I watched as both of my mother’s eyes looked to the left, then blinked, then looked to the right. She repeated this pattern a half a dozen times. She was trying to find the information in order to respond to the doctor’s question, but had no idea where to look for the answer. She was like a computer whose hard drive was ready to crash; it’s spinning wheel icon locked; frozen, not knowing where to find its system to reboot.
It was frightening to see the totally blank look on her face, with no recognition or ability to respond.
When prompted again by the doctor, she did manage to say she believed she had recently had lost patience with some situation, but could not recall what it was. She was waiting, she thought. For something rather than someone, she thought. And got annoyed when whatever she was waiting for was not happening right away.
This was the first time my mother had exhibited this type of behavior at this higher level during a visit with the doctor. I had seen snippets of this pattern before, but never this severe. It shook me to my core.

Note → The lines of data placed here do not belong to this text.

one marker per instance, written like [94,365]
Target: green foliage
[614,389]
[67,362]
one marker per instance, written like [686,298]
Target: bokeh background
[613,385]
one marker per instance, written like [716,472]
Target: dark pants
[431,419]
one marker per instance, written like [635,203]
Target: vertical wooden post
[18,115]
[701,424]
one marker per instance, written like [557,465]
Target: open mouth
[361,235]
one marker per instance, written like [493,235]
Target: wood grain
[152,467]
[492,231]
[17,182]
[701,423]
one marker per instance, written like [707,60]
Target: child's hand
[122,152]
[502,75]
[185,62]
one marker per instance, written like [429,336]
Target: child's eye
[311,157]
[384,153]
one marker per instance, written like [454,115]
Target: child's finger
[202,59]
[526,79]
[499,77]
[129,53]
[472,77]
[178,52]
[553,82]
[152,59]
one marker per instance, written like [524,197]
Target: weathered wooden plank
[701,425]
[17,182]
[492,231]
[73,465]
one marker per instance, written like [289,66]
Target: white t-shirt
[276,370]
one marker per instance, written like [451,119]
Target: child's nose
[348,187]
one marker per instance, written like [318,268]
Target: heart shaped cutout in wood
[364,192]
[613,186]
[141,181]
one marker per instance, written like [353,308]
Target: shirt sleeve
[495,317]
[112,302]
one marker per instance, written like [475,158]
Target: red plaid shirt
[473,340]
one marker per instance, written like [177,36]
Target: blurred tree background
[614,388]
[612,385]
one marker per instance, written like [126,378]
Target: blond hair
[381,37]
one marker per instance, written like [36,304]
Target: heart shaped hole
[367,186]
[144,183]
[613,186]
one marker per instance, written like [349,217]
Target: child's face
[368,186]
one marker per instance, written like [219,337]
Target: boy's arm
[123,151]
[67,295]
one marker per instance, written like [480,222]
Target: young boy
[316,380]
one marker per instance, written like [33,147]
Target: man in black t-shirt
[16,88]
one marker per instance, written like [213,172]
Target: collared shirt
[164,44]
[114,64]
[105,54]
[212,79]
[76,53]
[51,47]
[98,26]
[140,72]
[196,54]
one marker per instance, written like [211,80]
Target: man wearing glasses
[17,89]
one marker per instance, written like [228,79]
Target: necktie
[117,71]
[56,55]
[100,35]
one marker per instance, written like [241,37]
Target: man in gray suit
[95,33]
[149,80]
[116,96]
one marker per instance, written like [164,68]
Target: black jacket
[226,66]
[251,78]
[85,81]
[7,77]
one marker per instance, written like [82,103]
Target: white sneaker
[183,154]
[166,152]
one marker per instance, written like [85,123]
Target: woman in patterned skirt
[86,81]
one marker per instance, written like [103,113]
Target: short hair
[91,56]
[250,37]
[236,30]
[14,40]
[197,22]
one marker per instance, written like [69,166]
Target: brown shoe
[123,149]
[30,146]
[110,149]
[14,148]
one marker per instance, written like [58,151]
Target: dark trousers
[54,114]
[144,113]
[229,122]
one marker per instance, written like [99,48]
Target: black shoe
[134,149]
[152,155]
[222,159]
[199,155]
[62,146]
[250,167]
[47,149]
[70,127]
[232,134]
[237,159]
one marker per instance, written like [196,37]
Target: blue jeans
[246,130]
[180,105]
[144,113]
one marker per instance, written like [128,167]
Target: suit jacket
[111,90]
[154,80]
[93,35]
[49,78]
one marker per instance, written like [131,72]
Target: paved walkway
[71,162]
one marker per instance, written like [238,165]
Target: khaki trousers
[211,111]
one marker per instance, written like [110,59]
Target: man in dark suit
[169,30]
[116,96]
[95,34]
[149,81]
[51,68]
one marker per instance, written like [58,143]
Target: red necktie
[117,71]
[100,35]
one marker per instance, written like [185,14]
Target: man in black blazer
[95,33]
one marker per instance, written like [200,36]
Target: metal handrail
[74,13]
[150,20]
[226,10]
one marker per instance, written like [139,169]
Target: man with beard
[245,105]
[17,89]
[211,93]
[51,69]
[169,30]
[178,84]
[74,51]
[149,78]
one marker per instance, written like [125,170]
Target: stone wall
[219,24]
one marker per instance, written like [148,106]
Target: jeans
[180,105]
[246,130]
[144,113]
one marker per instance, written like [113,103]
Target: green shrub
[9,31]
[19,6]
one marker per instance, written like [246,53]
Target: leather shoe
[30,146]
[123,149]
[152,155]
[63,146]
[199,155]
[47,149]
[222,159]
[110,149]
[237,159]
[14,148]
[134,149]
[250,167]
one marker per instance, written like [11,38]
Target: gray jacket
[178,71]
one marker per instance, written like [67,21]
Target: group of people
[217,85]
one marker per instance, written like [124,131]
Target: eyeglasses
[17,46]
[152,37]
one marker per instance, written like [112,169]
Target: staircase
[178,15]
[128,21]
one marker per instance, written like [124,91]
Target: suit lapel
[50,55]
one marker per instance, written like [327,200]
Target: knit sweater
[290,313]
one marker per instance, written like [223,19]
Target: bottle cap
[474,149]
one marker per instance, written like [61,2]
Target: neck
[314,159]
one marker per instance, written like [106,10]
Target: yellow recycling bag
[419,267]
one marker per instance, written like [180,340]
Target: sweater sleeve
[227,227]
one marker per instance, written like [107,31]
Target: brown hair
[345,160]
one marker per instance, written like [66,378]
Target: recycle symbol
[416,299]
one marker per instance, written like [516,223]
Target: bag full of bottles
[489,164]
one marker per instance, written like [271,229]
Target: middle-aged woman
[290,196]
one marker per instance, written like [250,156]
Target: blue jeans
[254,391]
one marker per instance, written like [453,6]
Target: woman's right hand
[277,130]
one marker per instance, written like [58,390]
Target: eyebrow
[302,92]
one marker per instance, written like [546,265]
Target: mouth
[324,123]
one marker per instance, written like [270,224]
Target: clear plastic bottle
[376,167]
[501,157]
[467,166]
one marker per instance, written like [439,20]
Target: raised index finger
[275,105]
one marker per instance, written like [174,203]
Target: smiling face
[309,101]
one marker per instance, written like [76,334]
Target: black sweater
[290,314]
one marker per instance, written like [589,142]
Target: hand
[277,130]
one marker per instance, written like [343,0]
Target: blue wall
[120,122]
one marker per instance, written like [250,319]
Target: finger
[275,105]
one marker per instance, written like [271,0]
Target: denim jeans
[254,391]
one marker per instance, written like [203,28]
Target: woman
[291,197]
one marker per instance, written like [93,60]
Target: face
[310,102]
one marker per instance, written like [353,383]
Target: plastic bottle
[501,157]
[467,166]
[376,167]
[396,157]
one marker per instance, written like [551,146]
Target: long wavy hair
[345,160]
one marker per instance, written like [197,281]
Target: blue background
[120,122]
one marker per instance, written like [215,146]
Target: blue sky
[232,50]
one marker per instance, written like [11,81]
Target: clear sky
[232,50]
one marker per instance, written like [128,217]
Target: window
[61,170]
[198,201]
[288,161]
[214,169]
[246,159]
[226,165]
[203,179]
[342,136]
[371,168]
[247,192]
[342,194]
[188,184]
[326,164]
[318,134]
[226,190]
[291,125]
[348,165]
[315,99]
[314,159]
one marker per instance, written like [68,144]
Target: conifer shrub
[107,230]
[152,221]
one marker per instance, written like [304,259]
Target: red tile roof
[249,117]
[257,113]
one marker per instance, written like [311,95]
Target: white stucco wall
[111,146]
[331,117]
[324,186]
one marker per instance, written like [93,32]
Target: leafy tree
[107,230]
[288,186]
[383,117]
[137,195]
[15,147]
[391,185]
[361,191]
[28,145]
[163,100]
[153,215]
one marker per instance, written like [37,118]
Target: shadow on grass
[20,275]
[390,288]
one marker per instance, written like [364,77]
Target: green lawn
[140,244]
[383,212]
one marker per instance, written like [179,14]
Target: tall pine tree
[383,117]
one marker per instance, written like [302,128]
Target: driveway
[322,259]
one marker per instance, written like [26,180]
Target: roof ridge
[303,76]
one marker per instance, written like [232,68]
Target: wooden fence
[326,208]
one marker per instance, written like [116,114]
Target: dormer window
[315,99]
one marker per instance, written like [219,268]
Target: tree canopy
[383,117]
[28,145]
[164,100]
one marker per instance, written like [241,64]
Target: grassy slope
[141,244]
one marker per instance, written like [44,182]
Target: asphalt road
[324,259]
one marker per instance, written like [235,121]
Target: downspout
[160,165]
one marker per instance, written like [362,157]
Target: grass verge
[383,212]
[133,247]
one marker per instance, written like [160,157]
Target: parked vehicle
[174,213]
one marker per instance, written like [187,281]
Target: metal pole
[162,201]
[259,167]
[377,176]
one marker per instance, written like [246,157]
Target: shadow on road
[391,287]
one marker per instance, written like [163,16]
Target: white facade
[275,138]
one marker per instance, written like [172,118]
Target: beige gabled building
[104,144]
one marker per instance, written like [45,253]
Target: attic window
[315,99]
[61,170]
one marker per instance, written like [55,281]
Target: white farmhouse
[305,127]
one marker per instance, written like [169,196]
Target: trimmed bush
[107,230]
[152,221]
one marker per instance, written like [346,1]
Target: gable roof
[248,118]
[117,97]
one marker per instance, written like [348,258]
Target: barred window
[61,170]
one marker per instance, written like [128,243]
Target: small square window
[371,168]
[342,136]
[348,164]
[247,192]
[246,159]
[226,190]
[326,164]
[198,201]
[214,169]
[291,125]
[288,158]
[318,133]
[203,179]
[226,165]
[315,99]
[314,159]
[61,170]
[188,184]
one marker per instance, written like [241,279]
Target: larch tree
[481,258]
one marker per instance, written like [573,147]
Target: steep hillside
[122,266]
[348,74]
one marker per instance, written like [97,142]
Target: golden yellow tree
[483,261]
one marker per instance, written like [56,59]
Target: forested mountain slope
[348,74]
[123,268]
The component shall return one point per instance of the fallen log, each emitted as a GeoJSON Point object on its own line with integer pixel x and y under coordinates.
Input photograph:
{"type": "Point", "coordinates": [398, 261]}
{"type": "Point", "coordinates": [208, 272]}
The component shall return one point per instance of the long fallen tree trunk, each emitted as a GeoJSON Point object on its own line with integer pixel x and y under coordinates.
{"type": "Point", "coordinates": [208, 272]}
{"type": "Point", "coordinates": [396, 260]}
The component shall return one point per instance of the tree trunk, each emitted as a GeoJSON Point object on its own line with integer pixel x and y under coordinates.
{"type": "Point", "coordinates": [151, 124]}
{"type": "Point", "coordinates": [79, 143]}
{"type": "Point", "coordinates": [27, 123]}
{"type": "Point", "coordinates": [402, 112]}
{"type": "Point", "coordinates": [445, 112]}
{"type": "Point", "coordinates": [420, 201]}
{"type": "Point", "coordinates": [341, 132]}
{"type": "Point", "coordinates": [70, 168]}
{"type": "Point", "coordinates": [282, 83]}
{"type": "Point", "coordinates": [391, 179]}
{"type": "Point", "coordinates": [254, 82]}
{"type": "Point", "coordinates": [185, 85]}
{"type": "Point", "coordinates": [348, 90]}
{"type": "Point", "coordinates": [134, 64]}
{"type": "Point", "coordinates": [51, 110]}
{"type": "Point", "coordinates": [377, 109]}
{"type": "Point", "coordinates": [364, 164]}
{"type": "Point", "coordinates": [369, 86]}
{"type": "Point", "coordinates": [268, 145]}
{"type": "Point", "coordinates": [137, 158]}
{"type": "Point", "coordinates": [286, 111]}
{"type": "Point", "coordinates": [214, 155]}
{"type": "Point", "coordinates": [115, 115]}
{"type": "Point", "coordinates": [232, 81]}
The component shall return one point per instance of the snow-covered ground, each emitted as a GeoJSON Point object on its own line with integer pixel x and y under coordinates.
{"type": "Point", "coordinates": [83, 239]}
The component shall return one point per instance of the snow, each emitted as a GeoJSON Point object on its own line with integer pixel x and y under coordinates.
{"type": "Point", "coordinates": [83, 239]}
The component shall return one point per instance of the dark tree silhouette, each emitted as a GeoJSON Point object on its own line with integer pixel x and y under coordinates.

For a woman as intelligent and as independent as my mother, I know how frightening it has been for her to lose her mental abilities. But as time passes, I realize that the more she forgets, to a certain degree, the less frightened she is. She no longer remembers what she is forgetting, if that makes any sense.
It is these situations which prompt me to embrace the words of wisdom that I will never be handed any in life I cannot handle. And by doing so, I initiate a mental reboot of my own internal hard drive. I restart, reset my preferences and clear my cache. And with a fresh perspective, I keep putting one mental foot in front of the other. Because I know if I am going to be able to continue on this journey, I need to embrace the challenges as they come. And move ahead, one small step at a time.